I Corinthians 13:5b, “…[Love] thinketh no evil:”
To me, this means not assigning evil motives to people, to give them the benefit of the doubt. However, that is hard because it opens you up to disappointment because people don’t always do what is right or change an evil way. I know God gives us the opportunity to change and improve over and over – and we should be an extension of His mercy to others. Not giving in to evil thinking means we have to forgive and FORGET a lot, but again, we ourselves need to remember we need a lot of forgiveness too. Being able to think GOOD of those we love allows us to move beyond the ugly thing and pray for a better future together.

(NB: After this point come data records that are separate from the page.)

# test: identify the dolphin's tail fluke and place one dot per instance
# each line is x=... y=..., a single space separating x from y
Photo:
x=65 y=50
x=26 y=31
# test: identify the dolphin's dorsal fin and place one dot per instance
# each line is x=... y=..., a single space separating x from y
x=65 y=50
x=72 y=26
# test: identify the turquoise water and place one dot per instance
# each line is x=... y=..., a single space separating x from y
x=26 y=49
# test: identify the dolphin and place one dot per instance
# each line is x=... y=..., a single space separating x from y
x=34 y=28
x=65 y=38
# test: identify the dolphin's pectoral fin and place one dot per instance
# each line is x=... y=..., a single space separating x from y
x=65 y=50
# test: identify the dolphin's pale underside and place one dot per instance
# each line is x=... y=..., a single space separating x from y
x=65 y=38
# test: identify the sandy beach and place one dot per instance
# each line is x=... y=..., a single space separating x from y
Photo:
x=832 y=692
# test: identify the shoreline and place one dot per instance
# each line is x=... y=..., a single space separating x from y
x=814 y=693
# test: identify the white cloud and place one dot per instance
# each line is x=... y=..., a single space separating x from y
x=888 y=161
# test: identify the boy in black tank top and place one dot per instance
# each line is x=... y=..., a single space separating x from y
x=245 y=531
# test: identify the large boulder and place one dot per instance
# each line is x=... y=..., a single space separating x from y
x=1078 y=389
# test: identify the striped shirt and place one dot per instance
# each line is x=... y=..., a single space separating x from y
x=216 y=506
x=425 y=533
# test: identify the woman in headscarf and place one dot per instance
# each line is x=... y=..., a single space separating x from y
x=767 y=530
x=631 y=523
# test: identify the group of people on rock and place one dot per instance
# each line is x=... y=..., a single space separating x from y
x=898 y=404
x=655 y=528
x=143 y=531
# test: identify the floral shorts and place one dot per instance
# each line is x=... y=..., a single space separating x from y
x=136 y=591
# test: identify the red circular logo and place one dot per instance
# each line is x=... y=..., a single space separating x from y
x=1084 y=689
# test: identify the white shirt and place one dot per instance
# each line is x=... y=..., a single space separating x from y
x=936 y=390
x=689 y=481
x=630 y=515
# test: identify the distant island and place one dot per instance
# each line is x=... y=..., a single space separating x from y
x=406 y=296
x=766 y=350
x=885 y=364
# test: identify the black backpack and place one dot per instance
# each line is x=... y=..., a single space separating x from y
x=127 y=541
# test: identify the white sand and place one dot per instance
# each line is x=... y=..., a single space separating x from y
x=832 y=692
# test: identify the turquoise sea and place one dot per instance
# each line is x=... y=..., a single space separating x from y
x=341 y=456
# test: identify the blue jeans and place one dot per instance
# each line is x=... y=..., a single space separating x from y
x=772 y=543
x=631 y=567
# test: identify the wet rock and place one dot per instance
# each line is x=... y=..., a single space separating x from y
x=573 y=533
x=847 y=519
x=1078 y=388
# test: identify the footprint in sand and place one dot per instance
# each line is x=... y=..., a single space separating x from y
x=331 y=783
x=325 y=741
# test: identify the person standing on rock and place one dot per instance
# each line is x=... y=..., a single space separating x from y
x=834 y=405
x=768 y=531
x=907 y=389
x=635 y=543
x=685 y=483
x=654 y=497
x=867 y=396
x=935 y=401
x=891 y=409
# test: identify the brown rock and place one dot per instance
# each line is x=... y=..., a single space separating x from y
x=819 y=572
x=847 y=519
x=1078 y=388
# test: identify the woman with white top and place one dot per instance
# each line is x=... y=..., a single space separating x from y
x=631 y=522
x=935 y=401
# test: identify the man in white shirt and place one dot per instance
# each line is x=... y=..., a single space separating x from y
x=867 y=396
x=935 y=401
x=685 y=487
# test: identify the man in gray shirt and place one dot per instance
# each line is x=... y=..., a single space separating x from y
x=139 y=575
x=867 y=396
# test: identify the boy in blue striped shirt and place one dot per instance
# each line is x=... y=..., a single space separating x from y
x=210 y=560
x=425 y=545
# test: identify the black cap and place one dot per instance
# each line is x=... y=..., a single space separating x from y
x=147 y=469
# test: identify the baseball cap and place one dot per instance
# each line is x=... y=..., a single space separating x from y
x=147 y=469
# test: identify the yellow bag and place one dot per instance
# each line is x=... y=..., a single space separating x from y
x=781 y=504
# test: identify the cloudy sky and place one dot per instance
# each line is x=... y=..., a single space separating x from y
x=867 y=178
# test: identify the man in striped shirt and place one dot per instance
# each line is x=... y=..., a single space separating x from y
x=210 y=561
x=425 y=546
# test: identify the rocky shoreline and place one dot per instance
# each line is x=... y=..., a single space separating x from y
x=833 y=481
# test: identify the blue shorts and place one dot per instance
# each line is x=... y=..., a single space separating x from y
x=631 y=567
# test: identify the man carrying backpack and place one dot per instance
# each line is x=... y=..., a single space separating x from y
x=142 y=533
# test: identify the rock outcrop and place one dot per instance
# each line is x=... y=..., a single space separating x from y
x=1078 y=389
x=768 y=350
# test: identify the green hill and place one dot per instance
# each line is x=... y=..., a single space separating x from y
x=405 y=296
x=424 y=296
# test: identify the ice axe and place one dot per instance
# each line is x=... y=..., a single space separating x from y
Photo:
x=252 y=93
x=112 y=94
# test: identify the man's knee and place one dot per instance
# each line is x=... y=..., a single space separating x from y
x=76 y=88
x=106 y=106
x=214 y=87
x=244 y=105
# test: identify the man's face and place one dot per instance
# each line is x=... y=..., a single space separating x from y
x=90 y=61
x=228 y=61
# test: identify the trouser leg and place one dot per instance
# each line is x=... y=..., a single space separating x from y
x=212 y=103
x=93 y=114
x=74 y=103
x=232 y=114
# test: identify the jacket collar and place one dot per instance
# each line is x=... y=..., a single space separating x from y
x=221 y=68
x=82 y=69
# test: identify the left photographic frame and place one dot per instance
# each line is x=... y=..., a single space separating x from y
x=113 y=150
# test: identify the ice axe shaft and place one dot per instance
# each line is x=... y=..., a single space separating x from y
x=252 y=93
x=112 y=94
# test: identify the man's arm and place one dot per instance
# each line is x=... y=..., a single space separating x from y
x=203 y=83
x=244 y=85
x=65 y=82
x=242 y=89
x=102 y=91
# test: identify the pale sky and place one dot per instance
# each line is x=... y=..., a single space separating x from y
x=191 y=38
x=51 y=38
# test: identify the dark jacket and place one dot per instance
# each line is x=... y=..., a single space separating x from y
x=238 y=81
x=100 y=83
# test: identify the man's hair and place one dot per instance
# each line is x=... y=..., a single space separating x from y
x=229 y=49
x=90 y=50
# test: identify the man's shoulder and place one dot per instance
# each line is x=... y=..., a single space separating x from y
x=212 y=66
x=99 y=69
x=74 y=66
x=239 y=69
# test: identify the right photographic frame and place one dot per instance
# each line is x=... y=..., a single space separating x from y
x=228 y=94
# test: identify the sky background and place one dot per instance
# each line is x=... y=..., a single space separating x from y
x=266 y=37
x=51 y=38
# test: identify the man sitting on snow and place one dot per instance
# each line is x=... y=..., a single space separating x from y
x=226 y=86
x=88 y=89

Martha Peace – who wrote The Excellent Wife – has an interesting view on this statement of love. She says, “Love does not take into account a wrong suffered.” This is shown by “not holding onto to … bitterness, by forgiving, by not bringing up the past … and by not replaying bitter thoughts to herself in her mind. Catching herself and correcting her thoughts are a tremendous way to show love. Rehearsing the offense suffered is unloving as it is ‘taking into account a wrong suffered’.”
Matthew Henry, Bible commentator, says, “[Love] cherishes no malice, nor give ways to revenge: so some understand it. It is not soon, nor long, angry. It does not suspect evil of others. It will hide faults that appear, instead of hunting and raking out those that lie covered and concealed.”